Okay, OKAY, I’ll take “I did it all for the nookie” off my résumé.
“stop making a mountain out of a molehill” I don’t even know what that means Bethany maybe see a dermatologist
What do you call a priest that graduated from law school
Father in Law
LOCAL BOTS ARE SICK AND TIRED OF PRETENDING TO BE HOT LOCAL SINGLES AND WANT YOU TO ACCEPT THEM AS THEY ARE; LINES OF CODE AND NOTHING MORE
mariah carrie
Son, I’m not a mad scientist, just a disappointed scientist.
PATIENT: i just feel like something is missing from my life
THERAPIST: [is a cat] have you tried biting plastic
While Taylor Swift’s boyfriends were exported overseas during the Trump years, only during Joe Biden’s administration were we able to bring this job back to the United States.
If I wanted to insult a humpback whale I’d call it a ‘quasimofo’ then I would high five myself and probably drown idk I haven’t thought this through.
The reason fish come wrapped in newspaper is because the easiest way to catch them is to sneak up on them when they’re reading.
I’m at that stage in life where my bladder is at its weakest and my phobia of public toilets is at its strongest.
(Guy who has only seen Les Miserables and Aladdin watching a third movie) When does he steal the bread?
Catcaller: I wanna go wherever you’re going baby.
Me: Sure!
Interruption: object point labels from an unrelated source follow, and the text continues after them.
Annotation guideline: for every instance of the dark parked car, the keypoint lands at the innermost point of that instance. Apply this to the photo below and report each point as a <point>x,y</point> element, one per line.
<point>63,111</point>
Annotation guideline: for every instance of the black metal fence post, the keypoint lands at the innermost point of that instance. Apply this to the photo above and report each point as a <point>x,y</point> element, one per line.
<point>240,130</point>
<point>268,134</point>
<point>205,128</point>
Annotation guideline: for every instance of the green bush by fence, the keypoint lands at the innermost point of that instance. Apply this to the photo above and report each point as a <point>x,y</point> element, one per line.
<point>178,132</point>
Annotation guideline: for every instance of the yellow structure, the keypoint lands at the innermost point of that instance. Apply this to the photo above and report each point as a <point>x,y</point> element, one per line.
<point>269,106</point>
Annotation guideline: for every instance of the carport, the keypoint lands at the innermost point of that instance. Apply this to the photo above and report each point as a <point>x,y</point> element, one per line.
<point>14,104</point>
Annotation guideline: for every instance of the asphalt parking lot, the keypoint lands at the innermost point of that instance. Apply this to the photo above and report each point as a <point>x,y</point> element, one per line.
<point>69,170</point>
I could use some help hiding the bodies.
*putting a top hat on my dog*
Dog: *thinking* Like I don’t already have enough reasons to kill you in your sleep.
{At the last supper}
Group- “can you believe jesus just turned this water into wine!”
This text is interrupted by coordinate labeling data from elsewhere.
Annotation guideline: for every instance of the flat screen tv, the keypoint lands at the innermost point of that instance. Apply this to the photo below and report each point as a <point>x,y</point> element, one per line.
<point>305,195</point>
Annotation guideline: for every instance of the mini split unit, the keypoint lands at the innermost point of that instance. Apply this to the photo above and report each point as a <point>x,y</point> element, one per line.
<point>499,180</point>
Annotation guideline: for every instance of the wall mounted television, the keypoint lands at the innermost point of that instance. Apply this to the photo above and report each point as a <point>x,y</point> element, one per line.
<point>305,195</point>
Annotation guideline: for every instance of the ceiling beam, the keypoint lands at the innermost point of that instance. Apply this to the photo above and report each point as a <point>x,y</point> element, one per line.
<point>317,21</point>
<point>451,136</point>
Me- {cutting up lines of table salt} “jesus, could you do me a favor?”
If you text your boss that you can’t come in and include the poop emoji, he doesn’t ask any questions.
GIRL: l’m tired of bad boys and their bs. I want a good boy, for a change.
ME [clearly a golden retriever]: *turns to camera and winks*
WIFE: I’m pregnant
ME: oh god no
WIFE: I’m kidding
ME: I heard you the first time
An attorney is a lot like a Dominatrix.
You don’t want to be seen with them in public, but they’re handy when you’re in cuffs.
So when a cat pounces on a stranger’s lap and demands tickles it’s “cute” but when I do it I’m “causing trouble in Starbucks” again. Jeez!
Muscle memory, but it’s the Amazon driver pulling up to my house on the odd day he doesn’t have a package for us.
My laptop is like my sex life, the data is corrupted.
my friend who moved to kentucky asked me what the average price of homes were in my area, so I told him about $850k & he said “that’s insane, do u know what u can buy for $850k in kentucky?” and I was like “probably kentucky”
medium: so you want to contact your wife
me: I can still hear her voice
wife: [howling] let me iiiiiin
me: it’s like she’s watching me
wife: [through window] I forgot my keys
As an imaginary forensic pathologist I’m pretty disappointed in how many full fingerprints I left on the scotch tape while wrapping presents.
[the ghost of christmas future points at my grave] finally im dead [i lay down in the grave] stop kicking me ghost im not learning anything
Me: Says here you’re a house flipper. So you renovate and resell them, huh?